40 Useful Pandas Snippets

Data Science

Pandas snippets that come in handy in data analysis work

Pandas is a versatile and powerful library for data science. It’s like a swiss army knife for data science because it provides so many useful functions for different tasks for dealing with data.

To be effective with this tool, you need to know some tricks of the trade.
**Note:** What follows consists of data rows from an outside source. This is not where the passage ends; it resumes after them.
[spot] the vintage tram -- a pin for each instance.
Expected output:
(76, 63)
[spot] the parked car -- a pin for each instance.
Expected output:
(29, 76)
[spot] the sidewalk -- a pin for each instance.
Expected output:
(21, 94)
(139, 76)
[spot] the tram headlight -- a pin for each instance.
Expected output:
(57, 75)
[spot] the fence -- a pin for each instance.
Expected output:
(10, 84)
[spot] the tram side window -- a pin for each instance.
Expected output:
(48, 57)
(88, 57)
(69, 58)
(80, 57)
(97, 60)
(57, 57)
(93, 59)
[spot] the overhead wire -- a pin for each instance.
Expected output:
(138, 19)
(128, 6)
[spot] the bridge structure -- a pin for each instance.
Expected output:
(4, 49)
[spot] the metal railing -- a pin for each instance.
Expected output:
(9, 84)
In this article, I detail 40 useful pandas snippets that I use regularly.

For those with an understanding of the Pandas library, the following snippets might be useful.
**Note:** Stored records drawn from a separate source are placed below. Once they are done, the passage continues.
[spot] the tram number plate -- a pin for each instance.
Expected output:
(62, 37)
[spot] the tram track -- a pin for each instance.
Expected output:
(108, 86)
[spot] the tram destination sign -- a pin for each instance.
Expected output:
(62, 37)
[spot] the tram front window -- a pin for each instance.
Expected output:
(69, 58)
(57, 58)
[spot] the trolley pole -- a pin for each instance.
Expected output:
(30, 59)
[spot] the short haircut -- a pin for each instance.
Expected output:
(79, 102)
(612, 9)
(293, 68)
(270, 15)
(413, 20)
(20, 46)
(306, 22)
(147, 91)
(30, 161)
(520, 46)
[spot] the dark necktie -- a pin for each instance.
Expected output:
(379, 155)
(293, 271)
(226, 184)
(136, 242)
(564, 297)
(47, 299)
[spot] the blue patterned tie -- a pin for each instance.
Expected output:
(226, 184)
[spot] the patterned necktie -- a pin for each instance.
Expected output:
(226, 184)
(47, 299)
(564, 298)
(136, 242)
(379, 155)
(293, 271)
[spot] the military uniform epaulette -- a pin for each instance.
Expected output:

For those who are unfamiliar with Pandas, the following might help you better understand the library by working through some examples.

The dataset used throughout this article is available on Kaggle.

Code for this article → Deepnote

· Reading data
  ∘ 1. Filter columns
  ∘ 2. Parse dates on read
  ∘ 3. Specify Data Types
  ∘ 4. Set index
  ∘ 5. No. of rows to read
  ∘ 6. Skip rows
  ∘ 7. Specify NA values
  ∘ 8. Setting boolean values
  ∘ 9. Read from multiple files
  ∘ 10. Copy and Paste into Data Frames
  ∘ 11. Read tables from PDF files
· Exploratory Data Analysis (EDA)
  ∘ 12. EDA cheat
· Data Types (dtypes)
  ∘ 13. Filter columns by dtype
  ∘ 14. Infer dtype
  ∘ 15. Downcasting
  ∘ 16. Manual conversion
  ∘ 17. Convert all at once
· Column operations
  ∘ 18. Renaming columns
  ∘ 19. Add suffix and prefix
  ∘ 20. Create new columns (Mutate in dplyr terms)
  ∘ 21. Insert columns at specific positions
  ∘ 22. if-then-else
  ∘ 23. Dropping columns
· String operations
  ∘ 24. Column names
  ∘ 24. Contains
  ∘ 25. findall
· Missing values
  ∘ 26. Checking
  ∘ 27. Dealing with missing values
· Date operations
  ∘ 28. Get X hours/days/weeks from today / ago
  ∘ 29. Filter between two dates
  ∘ 30. Filter by day/month/year
· Styling data frames
  ∘ 31. Number format
  ∘ 32. Let there be colors
· Misc
  ∘ 33. Get the id of max and min in a column
  ∘ 34. Apply function to data frame
  ∘ 35. Randomly shuffle data
  ∘ 36. Percent change
  ∘ 37. Assign rank
  ∘ 38. Check memory usage of data frame
  ∘ 39. Explode list values to multiple rows
  ∘ 40. Convert smaller categories to “Others”

Reading data

read_csv can do much more than just reading in your data.

pd.read_csv("data.csv")

Here’s a taste of it. (More in the docs)

1. Filter columns

Only need a couple of columns from the dataset? Use usecols

pd.read_csv("data.csv", usecols=["date", "price"])

2. Parse dates on read

No need to do pd.to_datetime anymore, parse it on read!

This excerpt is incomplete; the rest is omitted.